Set up LLMWhisperer Text Extractor-v1

Reliable answers need reliable input data. This is where LLMWhisperer comes in. It can extract text from text-based PDFs, perform OCR on image based PDFs or even extract text in layout-preserving mode in any PDF, text-based on otherwise.

LLMWhisperer is a specialized document text extractor developed by the Unstract team to specially targeting Large Language Models. It is available as a free service with a generous daily quota, but also available as a paid service should you need to process documents more than the free quota will allow.

In this section, we'll see how to create a free LLMWhisperer account, create an LLMWhisperer API key which we'll use to let the Unstract Platform connect and utilize the LLMWhisperer service. So, let's get started.

Head to the LLMWhisperer portal and sign up for a free account after clicking on the "Sign Up" link from the top navigation. It's a pretty standard sign up process. Once you fill out the sign-up form, you should get a verification email. This should contain a link for you to click on, verify and then login with the email and password you specified.

info

When you sign up for LLM whisperer, you will be automatically subscribed to Tier-1: Free 100 Pages Per Day plan.By using this plan you can, Process up to 100 pages a day completely free! No credit card required.To increase the usage limit,visit LLM whisperer plans

Once you're logged into the service successfully, let's get you an API key now.
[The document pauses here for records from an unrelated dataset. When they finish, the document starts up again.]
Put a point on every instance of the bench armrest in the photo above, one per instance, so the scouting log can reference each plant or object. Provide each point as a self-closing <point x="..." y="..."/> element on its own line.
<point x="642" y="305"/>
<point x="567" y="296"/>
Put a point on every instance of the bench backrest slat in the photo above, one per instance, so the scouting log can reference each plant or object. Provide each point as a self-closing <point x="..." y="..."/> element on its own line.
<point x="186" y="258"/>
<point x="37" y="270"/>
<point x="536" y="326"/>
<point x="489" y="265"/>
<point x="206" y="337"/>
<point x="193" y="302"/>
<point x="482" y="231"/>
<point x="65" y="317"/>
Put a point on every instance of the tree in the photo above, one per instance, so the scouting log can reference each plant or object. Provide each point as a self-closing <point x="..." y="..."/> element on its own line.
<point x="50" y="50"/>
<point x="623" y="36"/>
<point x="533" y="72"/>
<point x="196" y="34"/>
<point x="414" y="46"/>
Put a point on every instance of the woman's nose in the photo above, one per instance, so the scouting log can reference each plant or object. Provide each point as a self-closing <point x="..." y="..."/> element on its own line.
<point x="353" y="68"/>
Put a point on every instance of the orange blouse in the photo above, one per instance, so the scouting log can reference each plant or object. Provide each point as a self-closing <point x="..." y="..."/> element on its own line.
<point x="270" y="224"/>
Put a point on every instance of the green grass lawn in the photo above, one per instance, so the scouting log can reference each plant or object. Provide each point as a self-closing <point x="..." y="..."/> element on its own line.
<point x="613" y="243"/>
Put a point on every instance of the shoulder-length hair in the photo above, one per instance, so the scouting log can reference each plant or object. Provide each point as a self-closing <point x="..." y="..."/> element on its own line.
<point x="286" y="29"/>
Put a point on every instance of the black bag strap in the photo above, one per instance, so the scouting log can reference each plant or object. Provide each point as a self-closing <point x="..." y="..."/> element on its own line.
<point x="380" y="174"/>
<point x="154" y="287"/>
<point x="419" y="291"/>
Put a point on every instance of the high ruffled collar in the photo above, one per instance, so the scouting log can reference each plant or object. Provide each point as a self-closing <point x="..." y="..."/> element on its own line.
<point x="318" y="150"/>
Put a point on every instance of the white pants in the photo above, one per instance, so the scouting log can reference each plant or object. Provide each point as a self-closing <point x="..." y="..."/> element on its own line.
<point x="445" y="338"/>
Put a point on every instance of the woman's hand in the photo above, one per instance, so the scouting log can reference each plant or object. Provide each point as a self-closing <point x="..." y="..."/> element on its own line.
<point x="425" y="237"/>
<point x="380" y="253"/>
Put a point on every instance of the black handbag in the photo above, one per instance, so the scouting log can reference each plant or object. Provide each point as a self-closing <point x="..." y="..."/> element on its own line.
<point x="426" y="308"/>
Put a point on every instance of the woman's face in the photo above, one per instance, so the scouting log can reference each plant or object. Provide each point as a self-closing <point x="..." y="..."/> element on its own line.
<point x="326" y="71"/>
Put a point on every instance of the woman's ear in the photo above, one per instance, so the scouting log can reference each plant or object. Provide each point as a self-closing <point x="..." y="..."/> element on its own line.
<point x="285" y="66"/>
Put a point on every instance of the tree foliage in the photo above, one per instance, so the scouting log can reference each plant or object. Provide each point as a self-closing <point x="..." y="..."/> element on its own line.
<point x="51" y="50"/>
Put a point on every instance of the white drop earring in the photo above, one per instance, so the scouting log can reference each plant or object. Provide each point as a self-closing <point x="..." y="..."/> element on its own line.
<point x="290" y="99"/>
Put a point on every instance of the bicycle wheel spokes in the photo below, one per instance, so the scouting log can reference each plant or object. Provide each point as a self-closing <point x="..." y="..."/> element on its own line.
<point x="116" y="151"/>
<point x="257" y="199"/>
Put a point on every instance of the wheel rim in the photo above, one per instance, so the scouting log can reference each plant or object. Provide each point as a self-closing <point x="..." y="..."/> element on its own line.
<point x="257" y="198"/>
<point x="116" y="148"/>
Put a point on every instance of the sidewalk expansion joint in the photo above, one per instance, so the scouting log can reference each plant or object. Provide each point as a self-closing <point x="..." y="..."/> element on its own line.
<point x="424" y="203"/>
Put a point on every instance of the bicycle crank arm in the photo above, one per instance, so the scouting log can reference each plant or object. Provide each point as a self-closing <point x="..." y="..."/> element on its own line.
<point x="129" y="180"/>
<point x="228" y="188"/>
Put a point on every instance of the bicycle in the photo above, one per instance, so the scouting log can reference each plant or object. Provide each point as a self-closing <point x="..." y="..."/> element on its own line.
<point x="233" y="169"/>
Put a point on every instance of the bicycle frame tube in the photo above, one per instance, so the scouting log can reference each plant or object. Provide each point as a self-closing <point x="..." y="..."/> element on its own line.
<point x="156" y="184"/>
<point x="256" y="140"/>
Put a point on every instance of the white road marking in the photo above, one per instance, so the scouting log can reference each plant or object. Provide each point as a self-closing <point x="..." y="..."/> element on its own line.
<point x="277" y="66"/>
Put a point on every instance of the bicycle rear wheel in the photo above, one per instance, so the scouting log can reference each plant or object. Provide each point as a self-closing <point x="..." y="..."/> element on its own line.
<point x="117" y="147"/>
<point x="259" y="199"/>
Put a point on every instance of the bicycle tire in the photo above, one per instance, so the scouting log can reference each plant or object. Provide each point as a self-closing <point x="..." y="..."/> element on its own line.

Click on "Profile" from the top navigation menu and then click on "show" to reveal the API key.

Now that we have an API Key for the LLMWhisperer Text Extractor service, let's connect it to the Unstract Platform.

Signin to the Unstract Platform
From the side navigation menu, choose Settings 🞂 Text Extractor
Click on the New Text Extractor button
From the list of supported Text Extractors, choose LLMWhisperer. You should see a dialog box where you enter details.
For Name, enter a name for this connector.
Leave the URL field to the default value.
In Unstract Key, enter the key created in the above section.
In Mode, choose
- Native Text - To process text based files.
- Low Cost - To process high quality pdf documents.
- High Quality - To process Medium/low quality scanned PDFs and Handwritten documents.
- Form - To process pdf with Checkbox and radio button detection
- Check the below image for the comparison of modes
In Output Mode, choose
- layout_preserving - To extract the text line by line.
- text - Keeps the context of the document in place.
Line Splitter Tolerance - Default value is 0.4 .Reduce this value to split lines less often, increase to split lines more often. Useful when PDFs have multi-column layout with text in each column that is not aligned.
Horizontal Stretch Factor - Default value is 1 .Increase this value to stretch text horizontally, decrease to compress text horizontally. Useful when multi-column text merge with each other.
Page number(s) or range to extract- Specify the range of pages to extract (e.g., 1-5, 7, 10-12, 50-). Leave it empty to extract all pages.
Page separator - Specify a pattern to separate the pages in the document (e.g., <<< {{page_no}} >>>, <<< >>>). This pattern will be inserted at the end of every page. Omit page_no if you don't want to include the page number in the separator.
Mark Vertical Lines & Mark Horizonatal Lines
- Both buttons must be in the same state (either both checked or both unchecked) for the operation to proceed.
- If checked, it will extract the tables structure(border and internal lines) with dotted lines.Check this buttons if the table is outlined properly in the document.
Leave the Median Filter Size and Gaussian Blue Radius to their default values.
Click on Test Connection and ensure it succeeds. You can finally click on Submit and that should create a new Text Extractor Profile for use in your Unstract projects.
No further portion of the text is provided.